Après le succès critique et populaire du film Les Griffes de la Nuit on pouvait croire que Wes Craven allait prendre un virage décisif dans sa carrière et abandonner les productions un peu fauchées type The Hill have Eyes 2 ou L'été de la Peur. Pourtant le réalisateur fera une nouvelle fois un choix pas très judicieux, discutable et bizarre en enchainant avec un petit téléfilm fauché distribué directement en vidéo. Un film avec une bonne petite histoire mais une réalisation et un aspect technique qui ne dépasse jamais le cadre du thriller pépère pour mémères et du petit écran.
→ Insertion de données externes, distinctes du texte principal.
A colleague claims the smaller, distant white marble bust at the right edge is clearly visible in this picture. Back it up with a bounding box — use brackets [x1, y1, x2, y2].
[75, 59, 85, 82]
Chiller (Terreur Froide) c'est l'histoire d'un type cryogénisé depuis plus de dix ans mais dont le cylindre de congélation se dérègle mystérieusement. Les chirurgiens tentent alors d'opérer le corps inerte avec les progrès scientifiques actuels et de le réanimer pour faire plaisir à sa pauvre mère. Opération réussie sauf que le beau ténébreux semble avoir perdu un peu de saveur et gagné pas mal en méchanceté en passant au micro onde en position décongélation.
Chiller s'appuie sur une histoire un peu bancal pour s'interroger sur la dualité entre le corps pouvant être guéri par la science et l'âme ayant besoin de spiritualité métaphysique. Ce type revenu d'entre les morts semble avoir perdu quelque chose en cours de route et devient un homme d'affaire froid, cynique, arrogant, implacable, pragmatique et meurtrier dans une caricature assez jouissive d'une mutation vers un monde capitaliste sans états d'âme. A l'opposé on trouve un prêtre interprété par Paul Sorvino qui s'interroge sur la survie de l'âme par moins 196°C surtout lorsque le corps revient à ses fonctions après dix ans de coma. De par cette dualité et le choix de faire de ce revenant un homme d'affaire qui use et abuse de son pouvoirs y compris tel un prédateur auprès des femmes qu'il croise le script donnait vraiment matière à un film intéressant. Malheureusement à l'étroit dans son format télévisuel, coincé dans ces restrictions plutôt grand public pour sa noirceur et paresseusement mis en scène par un Wes Craven visiblement bien peu impliqué Chiller manque de force, de profondeur et de relief. Il reste un téléfilm un peu mou et pas spécialement captivant dans lequel objectivement il ne se passe pas grand chose de palpitant même si Michael Beck (The Warriors) est charismatique et inquiétant en monstre ordinaire et désincarné.
Petit film méconnu de Wes Craven Chiller ressemble un peu à son personnage, un truc oublié au fond d'un congélateur qu'on passe vite fait au micro onde mais dont les saveurs semblent avoir définitivement disparues avec le temps.